Force Majeure: Seller shall not be liable for any failure or delay in manufacture, shipment or delivery of goods resulting from any cause beyond
Seller's control, including, but not limited to, provisions of law or governmental regulations, accident, explosion, fire, windstorm, tornado,
hurricane, flood or other casualty, or acts of God, strike, lockout, or other labor difficulty, riot, war, terrorism, insurrection, machinery breakdown,
shortage or inability to secure labor, raw materials, production or transportation facilities. If due to any of the causes set forth herein, Seller is unable
to provide sufficient goods to meet all demands from customers, Seller shall have the right but not the obligation to allocate goods among its customers
as Seller shall determine in its sole discretion.

Exclusive Terms and Conditions, Modification, and Assignment: Seller's acceptance of any order is expressly subject to Purchaser's assent
to the terms contained herein, and Purchaser's assent and agreement to these terms and conditions shall be conclusively presumed from
Purchaser's acceptance of all or any part of the goods ordered. Terms additional to or different from those in this Agreement, including any proposed
by Purchaser or any attempt by Purchaser to vary in any degree any of the terms of this Agreement or terms and conditions of related Agri-AFC sales
contracts, including but not limited to purchase orders, bills of lading, hand tickets, or invoices, are hereby deemed material, and hereby rejected
unless otherwise expressly accepted by Seller in writing. Purchaser may not assign this agreement without Seller's express written consent.
Purchaser shall notify Seller in writing within ten (10) days of any: (i) change to its legal name; (ii) change to its trade name; or (iii) change of control.

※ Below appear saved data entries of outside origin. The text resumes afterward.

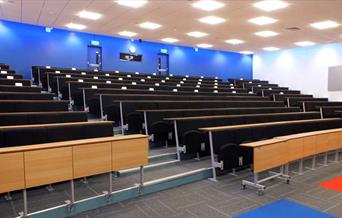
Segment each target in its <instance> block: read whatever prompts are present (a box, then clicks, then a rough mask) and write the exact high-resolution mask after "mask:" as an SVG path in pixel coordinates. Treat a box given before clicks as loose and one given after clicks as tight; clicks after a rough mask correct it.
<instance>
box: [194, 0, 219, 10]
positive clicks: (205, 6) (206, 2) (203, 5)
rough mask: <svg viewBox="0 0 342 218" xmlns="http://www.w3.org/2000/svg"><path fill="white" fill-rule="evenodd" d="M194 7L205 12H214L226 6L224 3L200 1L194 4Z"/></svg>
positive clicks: (218, 2)
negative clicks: (213, 11)
mask: <svg viewBox="0 0 342 218" xmlns="http://www.w3.org/2000/svg"><path fill="white" fill-rule="evenodd" d="M192 6H193V7H195V8H198V9H201V10H204V11H214V10H217V9H219V8H222V7H223V6H224V4H223V3H222V2H219V1H214V0H200V1H197V2H195V3H194V4H192Z"/></svg>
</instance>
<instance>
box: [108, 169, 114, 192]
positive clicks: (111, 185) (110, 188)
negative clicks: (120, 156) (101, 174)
mask: <svg viewBox="0 0 342 218" xmlns="http://www.w3.org/2000/svg"><path fill="white" fill-rule="evenodd" d="M112 193H113V172H110V173H109V195H111V194H112Z"/></svg>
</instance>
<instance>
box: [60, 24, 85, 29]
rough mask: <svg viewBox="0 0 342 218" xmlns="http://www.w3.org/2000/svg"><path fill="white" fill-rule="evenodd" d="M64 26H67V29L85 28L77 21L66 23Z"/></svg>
mask: <svg viewBox="0 0 342 218" xmlns="http://www.w3.org/2000/svg"><path fill="white" fill-rule="evenodd" d="M65 26H66V27H68V28H69V29H75V30H83V29H85V28H86V26H85V25H83V24H78V23H68V24H67V25H65Z"/></svg>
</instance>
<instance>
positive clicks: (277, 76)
mask: <svg viewBox="0 0 342 218" xmlns="http://www.w3.org/2000/svg"><path fill="white" fill-rule="evenodd" d="M337 65H342V43H336V44H327V45H318V46H310V47H304V48H294V49H287V50H280V51H275V52H263V53H259V54H256V55H254V58H253V78H255V79H263V80H268V81H270V82H271V83H278V84H280V86H286V87H290V88H291V89H296V90H300V91H302V93H304V94H314V96H315V97H328V98H329V100H336V101H337V100H339V101H342V91H340V92H329V91H328V67H331V66H337ZM341 83H342V81H341Z"/></svg>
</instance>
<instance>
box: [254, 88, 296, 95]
mask: <svg viewBox="0 0 342 218" xmlns="http://www.w3.org/2000/svg"><path fill="white" fill-rule="evenodd" d="M251 89H252V90H253V92H255V93H258V94H262V91H263V90H275V91H278V92H282V91H288V90H289V88H287V87H268V86H263V87H259V86H252V87H251Z"/></svg>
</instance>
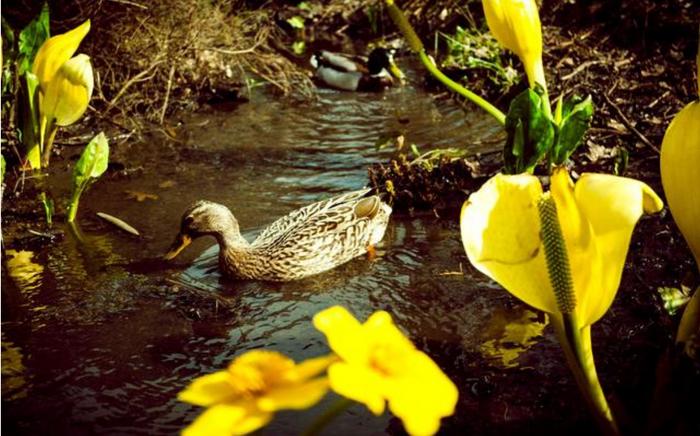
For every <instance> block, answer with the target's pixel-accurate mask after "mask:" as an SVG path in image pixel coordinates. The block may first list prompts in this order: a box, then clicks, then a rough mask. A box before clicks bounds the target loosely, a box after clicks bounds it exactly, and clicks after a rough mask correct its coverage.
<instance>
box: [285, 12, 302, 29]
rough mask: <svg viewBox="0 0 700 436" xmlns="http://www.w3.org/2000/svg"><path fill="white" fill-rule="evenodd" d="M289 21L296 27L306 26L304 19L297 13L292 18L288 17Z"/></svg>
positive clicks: (290, 23)
mask: <svg viewBox="0 0 700 436" xmlns="http://www.w3.org/2000/svg"><path fill="white" fill-rule="evenodd" d="M287 23H289V25H290V26H292V28H294V29H303V28H304V19H303V18H302V17H300V16H299V15H295V16H293V17H292V18H287Z"/></svg>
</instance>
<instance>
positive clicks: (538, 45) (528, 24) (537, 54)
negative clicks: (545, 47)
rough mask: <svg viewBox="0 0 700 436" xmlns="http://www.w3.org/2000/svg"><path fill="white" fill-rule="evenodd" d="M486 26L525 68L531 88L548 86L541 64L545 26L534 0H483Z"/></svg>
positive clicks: (544, 88) (536, 5) (482, 2)
mask: <svg viewBox="0 0 700 436" xmlns="http://www.w3.org/2000/svg"><path fill="white" fill-rule="evenodd" d="M482 5H483V7H484V14H485V15H486V23H487V24H488V26H489V29H490V30H491V33H493V36H494V37H495V38H496V40H498V42H500V43H501V45H503V46H504V47H505V48H507V49H508V50H510V51H512V52H513V53H515V54H516V55H517V56H518V57H519V58H520V60H521V61H522V62H523V65H524V66H525V73H526V74H527V77H528V80H529V82H530V86H531V87H534V86H535V83H539V84H540V86H542V87H543V88H544V89H546V88H547V84H546V81H545V77H544V67H543V65H542V26H541V25H540V15H539V12H538V11H537V4H536V3H535V0H483V2H482Z"/></svg>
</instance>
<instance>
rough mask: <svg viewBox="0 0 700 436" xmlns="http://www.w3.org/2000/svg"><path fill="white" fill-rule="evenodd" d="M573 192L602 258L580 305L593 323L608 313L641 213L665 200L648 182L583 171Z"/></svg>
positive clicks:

Miscellaneous: This Agreement shall be governed by and construed in accordance with the laws of the State of Alabama, U.S.A., exclusive of
conflict of laws principles. The invalidity or unenforceability of any terms, conditions, or provisions hereof shall not limit or impair the operation
or validity of any other provision of this Agreement, and the remainder of this Agreement shall remain operative and in full force and effect. This
Agreement may be executed in any number of counterparts, each of which, when executed and delivered, shall be an original, but such counterparts
shall together constitute one and the same instrument. Purchaser represents that it has completely read and fully understands all the provisions
hereof, and that Purchaser has voluntarily entered into this Agreement. The terms and conditions set forth herein and on the face of Seller's acknowledgement
as well any Credit Application/Agreement executed by Purchaser constitute the entire agreement between the parties and are intended
to be the complete and final statement of the agreement between Purchaser and Seller. All proposals, negotiations, and representations, if any, made
prior to the date hereof, whether oral or in writing, are merged and superseded by this agreement, and this agreement may be modified only by a
writing signed by the Purchaser and Seller.